7 September 2021
Under the terms of the Northern Ireland Protocol, the UK Government should be carrying out Irish Sea border checks on food products heading for Northern Ireland to ensure that they meet EU standards.
Grace periods were put in place which have meant that traders have not been required to meet these obligations but the deadline for these ending was set as the end of September 2021.
This would mean that supermarkets, for example, would have to begin using export health certification for meat, dairy, fish and eggs going from Great Britain to Northern Ireland.
Talks between the EU and UK on the Protocol largely stalled over the summer with Lord Frost, the UK negotiator, insisting that it must be redrafted while his opposite number from the European Commission said that was impossible as the Protocol is an integral part of the Withdrawal Agreement and has the status of an international treaty.
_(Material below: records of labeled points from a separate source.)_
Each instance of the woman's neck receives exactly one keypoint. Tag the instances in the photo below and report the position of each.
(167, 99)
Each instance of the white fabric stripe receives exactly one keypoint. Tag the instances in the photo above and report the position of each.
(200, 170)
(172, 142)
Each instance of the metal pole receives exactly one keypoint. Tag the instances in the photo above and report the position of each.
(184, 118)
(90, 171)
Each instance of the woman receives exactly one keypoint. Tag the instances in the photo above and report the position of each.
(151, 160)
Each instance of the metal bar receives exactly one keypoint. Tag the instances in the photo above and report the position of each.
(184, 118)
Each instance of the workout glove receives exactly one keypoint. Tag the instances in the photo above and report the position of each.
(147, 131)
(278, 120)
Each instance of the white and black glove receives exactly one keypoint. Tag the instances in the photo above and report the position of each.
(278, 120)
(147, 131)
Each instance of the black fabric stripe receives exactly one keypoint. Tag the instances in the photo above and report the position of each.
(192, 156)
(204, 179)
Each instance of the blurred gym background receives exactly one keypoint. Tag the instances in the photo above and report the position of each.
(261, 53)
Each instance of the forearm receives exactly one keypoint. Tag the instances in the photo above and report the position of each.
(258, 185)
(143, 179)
“It is also”, the Commission reminded the UK Government, “the agreed solution between the UK and the EU to the problems caused by Brexit for the island of Ireland.”
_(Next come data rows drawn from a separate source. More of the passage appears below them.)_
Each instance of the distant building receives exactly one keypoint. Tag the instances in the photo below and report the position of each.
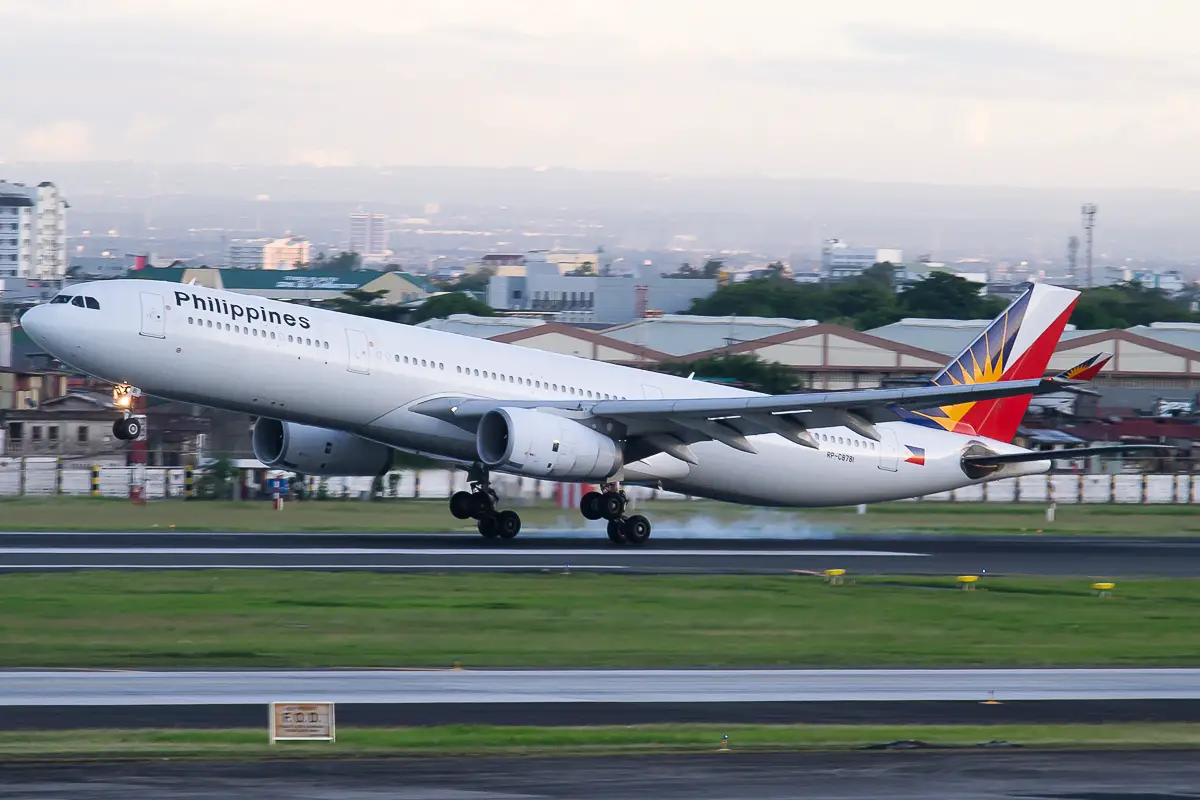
(839, 260)
(286, 253)
(33, 232)
(369, 235)
(610, 300)
(247, 253)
This week, Lord Frost announced that to provide space for potential further discussions and to give certainty and stability to businesses while any such discussions proceed, “the Government will continue to operate the Protocol on the current basis”.
In other words, it is extending the grace periods indefinitely and without the EU’s agreement.
The Commission responded that it remained prepared to identify long-term, flexible and practical solutions to address issues related to the practical implementation of the Protocol that citizens and businesses in Northern Ireland are experiencing.
However, it would not agree to a renegotiation of the Protocol and again emphasised that both sides are legally bound to fulfil their obligations under the UK-EU Trade and Cooperation Agreement (TCA).
The Commission launched infringement proceedings against the UK in March 2021 for an earlier unilateral suspension of the grace periods but that action remains suspended for the moment.
Should the Commission decide to pursue this legal option, then the case could eventually reach the EU Court of Justice (CJEU).